Tuesday, April 14, 2009

April come she will.....


When we were in Ecuador in the spring of 2007, our guide had a wise saying: "not for free is the rainforest". He would say this, with a phlegmatic shrug of his shoulders, whenever anyone looked anxiously at the sky. He had a point. Why worry about whether it's going to rain or not? After all, it was the rain that made the beautiful landscape of this stunning country possible.

The phrase sprang unexpectedly to mind as I was stood over a barbecue in the rain on Sunday. Instead of spending the day arguing with my dad over the existence or otherwise of the historical figure of Jesus Christ, I had elected to spend the weekend with my friends in Oxford watching the final two rounds of the US Masters golf at Augusta. I'm sure I've spent Easter away from my parents before, but there was something wonderfully liberating this year about electing to spend the time with friends instead of family. We drank beer, we drank wine, we shot the breeze about the golf, fell asleep in front of old re-runs of Red Dwarf and we generally relaxed in the company of people we've actively chosen to spend our time with over the course of the last 25 years. Are friends the new family? Is black the new black? I can never keep up with these things.

Given that it was April and we're in England, perhaps it was a little ambitious to plan to have a a barbecue on Sunday... and sure enough, no sooner had we put all of the bits and bobs out on the garden table and fired up the charcoal, than it started to rain.

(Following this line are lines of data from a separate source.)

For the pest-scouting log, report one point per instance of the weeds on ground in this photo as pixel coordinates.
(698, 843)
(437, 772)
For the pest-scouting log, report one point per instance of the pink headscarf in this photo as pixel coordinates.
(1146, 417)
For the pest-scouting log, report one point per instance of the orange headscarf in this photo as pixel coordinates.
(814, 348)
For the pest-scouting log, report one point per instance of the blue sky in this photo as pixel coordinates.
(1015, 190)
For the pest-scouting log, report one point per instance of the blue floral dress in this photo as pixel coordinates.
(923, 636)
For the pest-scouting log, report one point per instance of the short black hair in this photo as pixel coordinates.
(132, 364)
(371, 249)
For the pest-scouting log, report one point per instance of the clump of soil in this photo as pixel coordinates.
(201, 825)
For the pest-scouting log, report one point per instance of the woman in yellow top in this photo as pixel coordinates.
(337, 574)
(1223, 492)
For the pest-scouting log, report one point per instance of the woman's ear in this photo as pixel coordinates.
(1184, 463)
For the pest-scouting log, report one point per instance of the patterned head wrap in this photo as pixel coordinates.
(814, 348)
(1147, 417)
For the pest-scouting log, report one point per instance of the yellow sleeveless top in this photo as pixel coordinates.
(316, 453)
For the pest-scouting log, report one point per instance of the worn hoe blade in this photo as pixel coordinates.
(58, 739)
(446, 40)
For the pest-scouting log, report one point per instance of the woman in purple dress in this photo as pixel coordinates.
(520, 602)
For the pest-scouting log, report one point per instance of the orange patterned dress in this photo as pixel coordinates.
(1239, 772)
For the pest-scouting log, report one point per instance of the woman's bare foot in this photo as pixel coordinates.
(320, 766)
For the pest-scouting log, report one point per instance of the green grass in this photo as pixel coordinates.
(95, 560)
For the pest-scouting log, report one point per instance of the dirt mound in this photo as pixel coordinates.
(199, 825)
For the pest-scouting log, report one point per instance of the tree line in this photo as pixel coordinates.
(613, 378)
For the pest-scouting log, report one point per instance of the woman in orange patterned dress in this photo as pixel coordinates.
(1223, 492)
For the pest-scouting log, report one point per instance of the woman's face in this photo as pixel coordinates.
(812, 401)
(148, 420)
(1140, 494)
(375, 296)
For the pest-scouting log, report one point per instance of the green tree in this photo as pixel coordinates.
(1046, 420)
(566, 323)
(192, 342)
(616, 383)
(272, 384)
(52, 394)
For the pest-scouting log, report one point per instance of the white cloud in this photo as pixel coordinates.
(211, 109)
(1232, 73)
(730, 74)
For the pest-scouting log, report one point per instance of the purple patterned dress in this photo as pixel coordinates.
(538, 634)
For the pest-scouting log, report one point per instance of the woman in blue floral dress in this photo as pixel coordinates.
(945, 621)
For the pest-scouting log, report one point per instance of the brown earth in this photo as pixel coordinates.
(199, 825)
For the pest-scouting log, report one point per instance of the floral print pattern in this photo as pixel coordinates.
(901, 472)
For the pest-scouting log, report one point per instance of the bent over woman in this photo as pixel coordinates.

I didn't mind it though. Ten days in Canada, beautiful country though it is, has given me a new appreciation of the English spring. The Rockies are stunning, no question, but where the winter snow is starting to melt, the grass underneath is like dirty brown straw. It's not surprising, really, given that it's been under a coat of snow for several months and hasn't seen a jot of sunlight in all that time, but it's still not very attractive. England at this time of year, on the other hand, is absolutely bursting with promise. Compared to Canada, of course, the temperature is extremely mild, but how pleasing is it to see the trees blossoming, the daffodils blooming, to smell the first grass cuttings of the season and to smell the changing season in the air? Of course, as Ivan from Ecuador would point out, this stuff doesn't come for free..... but if the price we have to pay for the English spring is a little rain, then I say bring it on.*

I've had a lot on my mind recently, but it was a great weekend.

---

* if it's still raining in May, however, with no sign of abatement and Glastonbury beginning to figure in my thoughts, then I reserve the right to change my mind.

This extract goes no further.